The gaming commission has been inching toward opening up the state’s southeastern region to commercial casino bidders for months. The commission was scheduled to debate the matter again Thursday, and outside observers believed the five-person board looked poised to open the southeast to commercial casino developers.
This promoted the unusually public backlash from the Mashpee. The federally recognized tribe issued the normal dose of denunciations and legal threats, with the tribe’s lawyer insisting it would be “premature for the Commission to even consider a request” for commercial competition, and arguing that the commission “lacks lawful authority … to even consider opening” the region to commercial developers. Counsel for the city of Taunton, where the Mashpee are trying to open a federally-sanctioned tribal casino, added that the commission “would be subjecting itself to a substantial likelihood of litigation by the tribe.” But the Mashpee also launched an unprecedented public lobbying push at the commission, airing a television commercial urging residents to call the commission in advance of Thursday’s meeting. “Tell them to protect jobs and revenue” by standing with the Mashpee, the commercial urged.
The tribe and the commission are both standing in muddy legal waters. As CommonWealth has previously noted, a 2009 Supreme Court ruling suspended the federal government’s ability to take land into federal trust for any tribe not under federal jurisdiction in 1934. The Mashpee, which received federal recognition in 2007, has argued that an agreement it struck with King George III 250 years ago meets the federal jurisdiction test, but the fact that the Mashpee have to reach back before the Revolution indicates that their efforts to make an end-run around the 2009 Supreme Court ruling face long odds.
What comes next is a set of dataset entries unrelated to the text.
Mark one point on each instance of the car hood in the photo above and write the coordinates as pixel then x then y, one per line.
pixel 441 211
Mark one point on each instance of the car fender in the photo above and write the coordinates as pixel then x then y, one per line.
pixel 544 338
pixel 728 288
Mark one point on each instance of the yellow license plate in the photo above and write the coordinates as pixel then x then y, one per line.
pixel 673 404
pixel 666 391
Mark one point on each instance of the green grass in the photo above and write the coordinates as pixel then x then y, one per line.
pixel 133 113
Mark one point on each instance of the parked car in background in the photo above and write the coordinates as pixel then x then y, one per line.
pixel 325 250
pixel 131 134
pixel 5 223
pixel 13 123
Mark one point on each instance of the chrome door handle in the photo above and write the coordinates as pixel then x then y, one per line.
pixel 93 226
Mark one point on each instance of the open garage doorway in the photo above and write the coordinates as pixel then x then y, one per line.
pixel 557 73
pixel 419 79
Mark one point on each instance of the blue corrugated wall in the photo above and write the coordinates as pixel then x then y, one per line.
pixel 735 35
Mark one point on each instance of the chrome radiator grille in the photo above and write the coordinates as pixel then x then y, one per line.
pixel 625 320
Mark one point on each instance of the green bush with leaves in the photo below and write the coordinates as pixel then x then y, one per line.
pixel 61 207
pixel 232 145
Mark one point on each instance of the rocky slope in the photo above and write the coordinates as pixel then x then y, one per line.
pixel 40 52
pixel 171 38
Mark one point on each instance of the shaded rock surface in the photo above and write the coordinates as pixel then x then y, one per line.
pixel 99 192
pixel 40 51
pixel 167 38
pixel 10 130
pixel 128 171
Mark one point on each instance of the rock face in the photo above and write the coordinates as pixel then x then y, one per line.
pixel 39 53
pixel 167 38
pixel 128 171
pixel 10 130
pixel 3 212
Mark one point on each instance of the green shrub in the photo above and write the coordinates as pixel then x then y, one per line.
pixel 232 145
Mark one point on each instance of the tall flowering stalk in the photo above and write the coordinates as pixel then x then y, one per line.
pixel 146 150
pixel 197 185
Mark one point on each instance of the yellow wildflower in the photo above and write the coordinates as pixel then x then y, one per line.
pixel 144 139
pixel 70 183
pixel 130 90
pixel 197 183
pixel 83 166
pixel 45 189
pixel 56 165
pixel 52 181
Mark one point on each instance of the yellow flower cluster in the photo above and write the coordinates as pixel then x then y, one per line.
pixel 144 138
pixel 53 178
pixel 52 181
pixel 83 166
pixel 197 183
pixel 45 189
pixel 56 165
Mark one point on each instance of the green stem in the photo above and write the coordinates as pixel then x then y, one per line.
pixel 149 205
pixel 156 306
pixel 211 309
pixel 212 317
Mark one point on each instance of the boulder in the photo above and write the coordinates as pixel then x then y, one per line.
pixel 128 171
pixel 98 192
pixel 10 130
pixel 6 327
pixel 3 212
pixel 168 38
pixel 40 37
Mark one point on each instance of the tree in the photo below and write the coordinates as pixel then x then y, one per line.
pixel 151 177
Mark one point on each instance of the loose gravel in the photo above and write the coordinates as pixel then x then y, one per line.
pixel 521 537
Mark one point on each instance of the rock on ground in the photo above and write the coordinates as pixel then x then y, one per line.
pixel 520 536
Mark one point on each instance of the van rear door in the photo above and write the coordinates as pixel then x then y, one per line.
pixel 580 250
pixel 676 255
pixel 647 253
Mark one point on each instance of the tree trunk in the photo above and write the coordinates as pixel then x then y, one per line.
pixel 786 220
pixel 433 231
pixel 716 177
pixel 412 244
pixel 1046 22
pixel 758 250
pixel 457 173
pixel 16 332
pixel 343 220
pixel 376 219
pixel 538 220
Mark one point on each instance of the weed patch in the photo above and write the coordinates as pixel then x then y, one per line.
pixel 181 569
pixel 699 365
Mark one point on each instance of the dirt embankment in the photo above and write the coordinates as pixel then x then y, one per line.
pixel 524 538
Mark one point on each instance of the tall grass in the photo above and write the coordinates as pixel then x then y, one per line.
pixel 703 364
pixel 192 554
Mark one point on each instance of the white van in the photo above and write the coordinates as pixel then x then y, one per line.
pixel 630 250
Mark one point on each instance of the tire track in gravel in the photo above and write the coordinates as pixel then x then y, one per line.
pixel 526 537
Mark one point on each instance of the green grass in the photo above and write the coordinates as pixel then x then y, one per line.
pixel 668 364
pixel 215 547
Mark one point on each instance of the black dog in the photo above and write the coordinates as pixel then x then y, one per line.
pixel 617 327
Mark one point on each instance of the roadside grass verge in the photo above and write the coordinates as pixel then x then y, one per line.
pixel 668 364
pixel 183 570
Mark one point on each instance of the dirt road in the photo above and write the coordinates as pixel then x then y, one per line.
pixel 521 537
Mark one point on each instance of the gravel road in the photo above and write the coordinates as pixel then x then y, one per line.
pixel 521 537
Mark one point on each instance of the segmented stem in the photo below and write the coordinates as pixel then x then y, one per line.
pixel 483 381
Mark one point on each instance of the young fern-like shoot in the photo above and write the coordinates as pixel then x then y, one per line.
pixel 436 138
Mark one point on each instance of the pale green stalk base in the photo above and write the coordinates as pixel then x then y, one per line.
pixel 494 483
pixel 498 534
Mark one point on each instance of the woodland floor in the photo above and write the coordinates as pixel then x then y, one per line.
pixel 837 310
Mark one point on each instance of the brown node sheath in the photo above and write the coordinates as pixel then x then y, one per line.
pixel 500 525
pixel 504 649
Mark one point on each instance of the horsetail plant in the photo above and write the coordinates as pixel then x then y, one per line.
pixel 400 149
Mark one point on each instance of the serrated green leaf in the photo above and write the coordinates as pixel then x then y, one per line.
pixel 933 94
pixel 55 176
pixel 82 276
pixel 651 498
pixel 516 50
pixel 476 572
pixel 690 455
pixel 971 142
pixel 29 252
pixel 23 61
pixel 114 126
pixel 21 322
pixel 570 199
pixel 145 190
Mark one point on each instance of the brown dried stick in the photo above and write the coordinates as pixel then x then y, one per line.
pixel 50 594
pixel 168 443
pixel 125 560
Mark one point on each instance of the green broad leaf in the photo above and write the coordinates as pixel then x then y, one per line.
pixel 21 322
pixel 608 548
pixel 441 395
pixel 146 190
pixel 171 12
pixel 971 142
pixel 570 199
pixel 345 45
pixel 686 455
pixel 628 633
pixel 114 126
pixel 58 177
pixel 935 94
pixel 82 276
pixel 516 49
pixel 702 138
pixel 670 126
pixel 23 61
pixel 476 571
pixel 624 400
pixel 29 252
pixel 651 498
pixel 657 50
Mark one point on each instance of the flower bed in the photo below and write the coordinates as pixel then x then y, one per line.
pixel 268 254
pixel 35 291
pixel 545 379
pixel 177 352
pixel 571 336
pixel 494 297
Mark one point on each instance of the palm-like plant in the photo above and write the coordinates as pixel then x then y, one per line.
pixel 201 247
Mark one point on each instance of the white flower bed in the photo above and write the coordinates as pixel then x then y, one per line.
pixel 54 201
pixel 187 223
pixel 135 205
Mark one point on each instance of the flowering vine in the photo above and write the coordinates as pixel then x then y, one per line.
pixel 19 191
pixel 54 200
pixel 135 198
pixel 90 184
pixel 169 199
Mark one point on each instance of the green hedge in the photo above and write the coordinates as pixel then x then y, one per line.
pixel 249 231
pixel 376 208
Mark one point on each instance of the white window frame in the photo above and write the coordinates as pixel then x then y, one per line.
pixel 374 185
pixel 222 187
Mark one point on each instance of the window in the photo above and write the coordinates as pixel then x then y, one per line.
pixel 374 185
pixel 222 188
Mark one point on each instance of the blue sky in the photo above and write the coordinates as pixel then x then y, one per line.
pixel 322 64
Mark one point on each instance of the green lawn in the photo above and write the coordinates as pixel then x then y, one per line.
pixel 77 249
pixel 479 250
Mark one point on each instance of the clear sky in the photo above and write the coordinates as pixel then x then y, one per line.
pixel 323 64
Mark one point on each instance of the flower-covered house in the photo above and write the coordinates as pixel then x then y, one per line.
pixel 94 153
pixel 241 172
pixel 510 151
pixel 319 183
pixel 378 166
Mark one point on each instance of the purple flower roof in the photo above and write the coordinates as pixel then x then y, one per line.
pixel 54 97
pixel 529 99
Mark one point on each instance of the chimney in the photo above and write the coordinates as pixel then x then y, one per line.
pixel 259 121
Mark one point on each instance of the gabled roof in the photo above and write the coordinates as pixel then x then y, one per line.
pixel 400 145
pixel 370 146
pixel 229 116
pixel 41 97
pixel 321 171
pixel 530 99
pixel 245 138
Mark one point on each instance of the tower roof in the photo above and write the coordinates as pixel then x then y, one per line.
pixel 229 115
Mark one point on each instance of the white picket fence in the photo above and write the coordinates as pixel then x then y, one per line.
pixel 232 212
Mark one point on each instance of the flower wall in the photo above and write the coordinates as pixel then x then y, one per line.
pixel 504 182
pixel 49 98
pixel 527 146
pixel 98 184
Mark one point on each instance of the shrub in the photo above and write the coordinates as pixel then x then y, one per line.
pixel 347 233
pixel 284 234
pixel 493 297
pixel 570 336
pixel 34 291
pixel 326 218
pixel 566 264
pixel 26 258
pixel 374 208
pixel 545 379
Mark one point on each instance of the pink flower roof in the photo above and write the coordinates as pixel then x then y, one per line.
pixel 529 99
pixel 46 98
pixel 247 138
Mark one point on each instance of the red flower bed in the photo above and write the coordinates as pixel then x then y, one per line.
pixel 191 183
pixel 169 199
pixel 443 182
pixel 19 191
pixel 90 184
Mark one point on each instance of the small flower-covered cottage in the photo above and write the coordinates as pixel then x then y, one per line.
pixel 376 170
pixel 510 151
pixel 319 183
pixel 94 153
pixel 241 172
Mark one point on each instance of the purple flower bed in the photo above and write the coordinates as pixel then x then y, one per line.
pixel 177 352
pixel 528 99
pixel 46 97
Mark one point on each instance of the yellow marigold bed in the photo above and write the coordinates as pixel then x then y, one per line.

The Department of the Interior has taken the stance that the court didn’t really mean what it said about federal jurisdiction and continued to process tribal land trust applications; those trust takings have invited lawsuits that will take years to sort out.
South Coast lawmakers were well aware of the Mashpee tribe’s long legal odds. They objected to a clause in the state’s 2011 gambling law that gave the Mashpee a head start in constructing a southeastern casino, and sought to impose a hard timeline on the Mashpee’s tribal casino quest last year. Neither effort succeeded.
The state’s casino law gives the commission leeway to put the southeastern casino region out to bid if it determines that the Mashpee can’t secure federal tribal gaming rights. That call isn’t the least bit clear, and the gaming commission has been wrestling with its competing obligations – to the Mashpee, and to the region’s residents – since last year. The commission has considered splitting the difference, opening up a nonbinding commercial bidding process in the southeast, while letting the Mashpee federal gaming application play out. That isn’t a long-term solution, though.
The commission is already facing one lawsuit, from a prospective New Bedford casino developer who has argued that any legal preference for the Mashpee is unconstitutional. A federal appeals ruling in the New Bedford case indicated that a temporary head-start for the Mashpee could stand, but an indefinite hold on commercial casino development in the southeast would likely be illegal.
If the gaming commission backs the Mashpee over a commercial bidder, it’s likely facing an uphill fight in the existing New Bedford case, as well as years of lawsuits from Taunton residents challenging a tribal casino on the grounds of the disputed 2009 Supreme Court ruling. Lawsuits could tie up a Taunton casino for years, and that’s the best-case scenario. However, the Mashpee have already telegraphed their intention to sue if the commission puts the southeast out to bid commercially. Even if the Mashpee failed to stop a commercial developer, their television blitz hints at a nuclear option: opening a sovereign tribal gambling hall beyond the state’s reach. This isn’t an immediate possibility, given the doubt the Supreme Court has cast over tribal land takings. But it’s not impossible, either, over the long term. Tribal sovereignty, even from an entity drowning in debt and lacking any immediate shot at an untaxable casino, creates just enough uncertainty to put the gaming commission in a no-win situation.